At fifty, we live with intent and purpose. Tomorrow is getting close. Too close. It promises nothing, so we must accomplish all that has to be done without delay. And somehow, because we have either become more efficient in or less critical of how we perform our tasks, we will also manage to carve out a little bit of time for ourselves, even if it’s only a second to reflect, breathe, write, or have a bit of conscious “me” time. Yesterday, though we intended to do just that, time slipped away and we cannot get it back. Today though, today, for sure, we convince ourselves.

And here’s where Sylvia and Erma stop to welcome their many wise and witty friends of a certain maturity to add their two cents to the decades, which undoubtedly has greater value than anything they could pretend to know or even imagine.

This we know as it has been said time and again: tomorrow is not guaranteed and yesterday is done. Here and now is all we have! Have an amazing day or at the very least a day lived as best you can with intention, purpose, and some self-care.

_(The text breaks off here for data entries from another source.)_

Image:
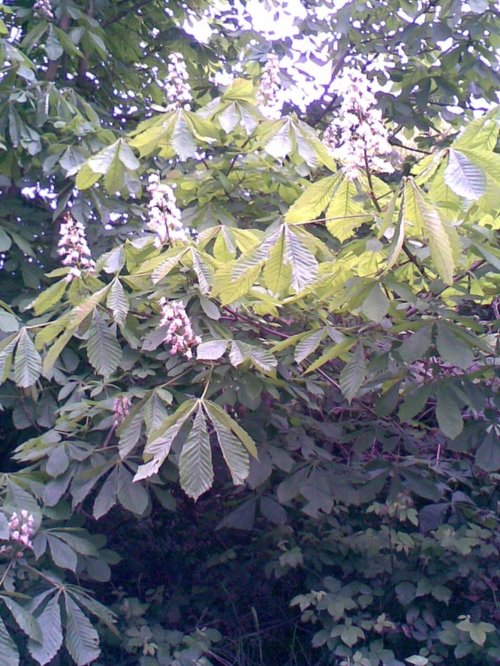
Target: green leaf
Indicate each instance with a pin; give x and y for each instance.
(51, 628)
(216, 412)
(63, 556)
(132, 496)
(463, 177)
(345, 214)
(129, 431)
(312, 201)
(452, 348)
(376, 304)
(117, 302)
(24, 619)
(334, 352)
(426, 218)
(235, 455)
(302, 262)
(49, 297)
(308, 344)
(8, 649)
(416, 345)
(106, 497)
(353, 374)
(277, 270)
(27, 361)
(195, 463)
(81, 640)
(103, 348)
(488, 454)
(82, 311)
(211, 350)
(448, 413)
(161, 440)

We are putting another pot on because we have so much more to figure out and so much more life to live.

Cheers with coffee. Gotta keep moving.

The Best Diet Ever

How ironic that one tiny, fleeting moment can fill the heart, and that the resulting fullness renders one nearly weightless!
Savoring moments like velvety spoonfuls of an ice-cream sundae, Sylvia and Erma discover the key to successful dieting.

Being happy. Zero calories.

Erma: Sylvia, you can’t measure the immeasurable.

Sylvia: Thank goodness, Erma. That explains why I’m at my lightest when I’m at my happiest.

Nobody has ever measured, not even poets, how much the heart can hold.
~Zelda Fitzgerald

Watch “THE BLOG GOES LIVE ” on YouTube

Erma has had a voice; Sylvia’s finding hers. Together, these two are hell bent on helping others find theirs. Sharing “aha” moments. Snapping each other out of funks. Whatever it takes to get one another over the next hurdle, through the next day, and onto the next best part of life.

Everyone needs someone, so grab your mug (or a glass) and pull up a chair for a look and a listen.

The week is off to an interesting start!

Sylvia’s Basket

Hopes. Dreams. Wishes. Love. Joy. Trust. Respect. And so much more. You must keep filling your basket which of course requires energy.

Erma constantly reminds Sylvia to take good care of herself first- something Erma learned the hard way but she eventually learned!

The gals’ suggestion for today and definitely for the weekend: Do something just for you!